Hace un año, nos dejó Jorge Guerra, un importante hombre de teatro con una brillante carrera dentro y fuera del país, ligado a nuestra Universidad. Su formación inicial la tuvo en las aulas del Teatro de la Universidad Católica (TUC) de cuya escuela fue director en dos oportunidades, en los años 70 y también en los 2000. En los Estados Unidos, completó su formación en la Universidad Carnegie Mellon, donde llegó a ser un destacado profesor. Asimismo, fue decano por quince años del conservatorio de The New World School of the Arts de Miami. En nuestro país, fue fundador del importante grupo Ensayo, con Luis Peirano y Alberto Isola.

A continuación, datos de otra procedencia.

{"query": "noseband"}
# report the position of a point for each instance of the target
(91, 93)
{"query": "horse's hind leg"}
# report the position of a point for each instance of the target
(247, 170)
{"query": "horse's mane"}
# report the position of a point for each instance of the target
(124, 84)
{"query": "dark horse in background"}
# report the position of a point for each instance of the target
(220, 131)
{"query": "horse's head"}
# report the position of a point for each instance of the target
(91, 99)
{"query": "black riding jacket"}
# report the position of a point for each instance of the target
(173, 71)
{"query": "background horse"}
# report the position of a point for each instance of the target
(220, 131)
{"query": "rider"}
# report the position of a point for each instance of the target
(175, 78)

El legado de Jorge Guerra está constituido por puestas en escena como El señor Puntila y su criado Matti, de Bertolt Brecht; Las bacantes de Fausto, versión de la obra de Goethe; La casa de Bernarda Alba, de García Lorca; Don Juan regresa de la guerra, de Ödön von Harvath; y El jardín de los cerezos, de Chéjov, que fue el último trabajo que nos entregó, entre otros. Gracias a sus puestas en escena, fue señalado por la crítica como uno de los más destacados hombres de teatro en el Perú. Fue reconocido en 2012 por el Ministerio de Cultura como Personalidad Meritoria de la Cultura.


Junto a su brillante trayectoria como director de teatro, Jorge Guerra desarrolló una constante e innovadora labor pedagógica que constituye una parte fundamental de su legado. Como se ha señalado, ejerció la docencia en diferentes instituciones dentro y fuera del Perú alentado por un espíritu experimental que supo combinar con un vasto conocimiento académico.
Su figura estará por siempre presente en nuestra unidad de Artes Escénicas como alguien que trabajó intensamente por la profesionalización de las artes escénicas en el Perú y por la excelencia de la formación artística.